Structure can bring about wonderful things, and continually reproduce an event or circumstance, but newness doesn't typically originate from comfort.  Comfort creates routine, which creates habits, which creates ruts, which creates similar flow, which deepens a whole which creates walls, which damns you from changing course.  This is where improvisation comes in.  As we go through life we have the choice to choose comfort or change.  When we choose change this requires an amount of improvisation, the willingness and daring to push yourself somewhere new where failure, success, and uncertainty lurk.  We don't know what will happen when we stray from a path, but why should that be bad?  We don't know what will happen if we try something different than what others have told us.  And we don't know who we will or can be if we don't challenge ourselves and spread ourselves wide open to experiences.  To improvise to me is to act or move according to ones true desires (which many times can be subconscious which pushes us to act on impulse trusting that feeling inside), or according to ones potential.  This requires setting aside fear to allow raw energy and creativity to take course, creating life in ways we never would have thought of, to live in manners we wouldn't have called natural, and to perceive our world from eyes we didn't have before.

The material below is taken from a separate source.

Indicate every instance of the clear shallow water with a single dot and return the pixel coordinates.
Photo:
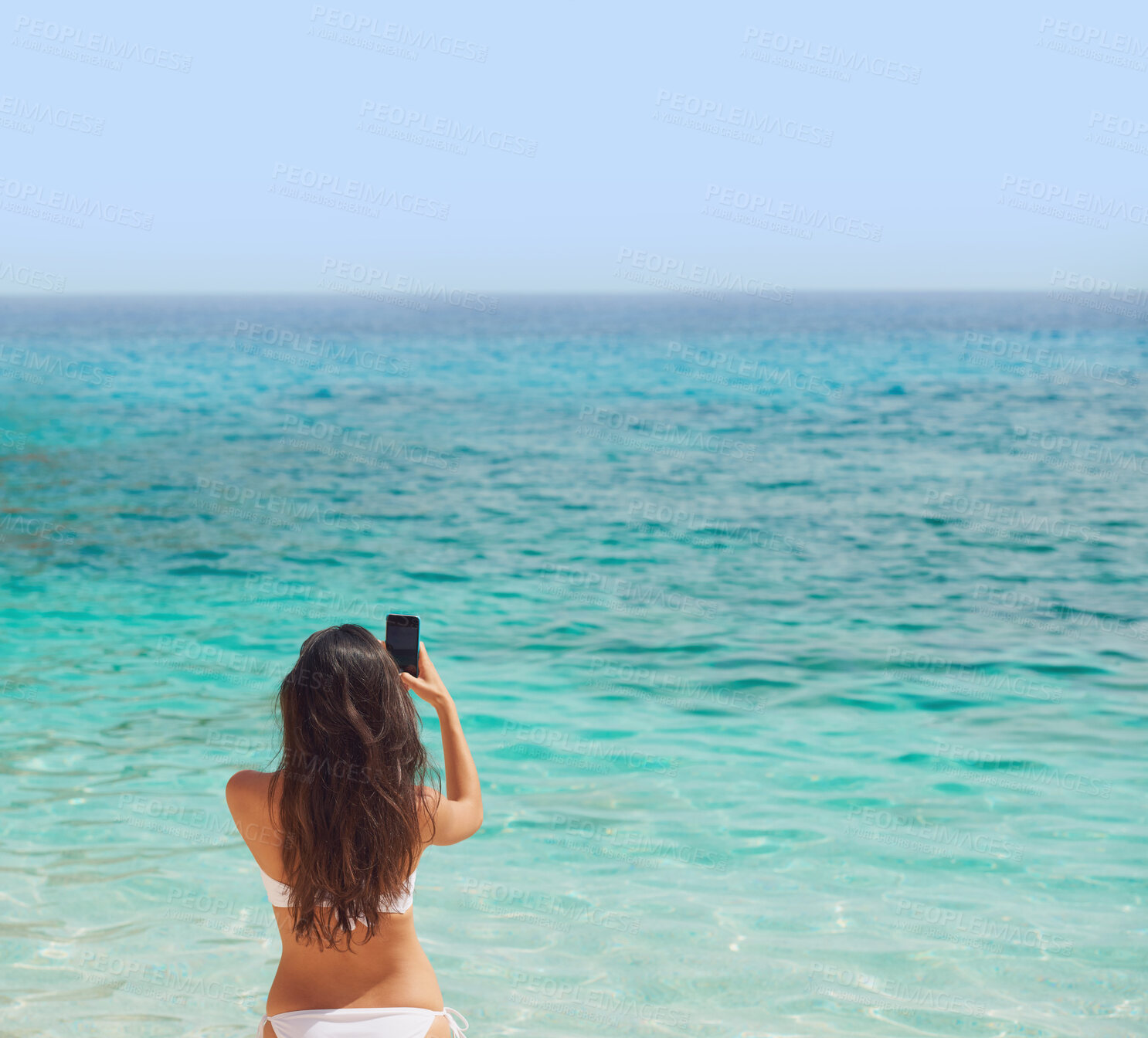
(806, 684)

With that life metaphor in place we can relate it to all arts (for a person's art and life parallel each other and create each other), but for me especially dance.  Coming to a place of improvisation in movement is a very vulnerable space.  To allow oneself to move in a manner without the bias of movement learned from the codified side of their training is a place of great discovery.  Returning to the quote above when the man allowed himself that place of improvisation he was more likely to experience that unexpected and insightful part of himself reflected in the subject at hand.  So it is with dance for within that allowance of improvisation one can find parts of themselves they didn't know existed, had suppressed, love or even hate.  They can also find an honesty that can be scary, for their mask is taken from them as their inner form comes forth.  But it is through improvisation that we find and inner landscape that we never had explored before.  And as we come to learn about that inner landscape we can allow it to flow in our art and in our lives.

A life is not truly lived unless the inner you gets to live it; this is done through improvisation.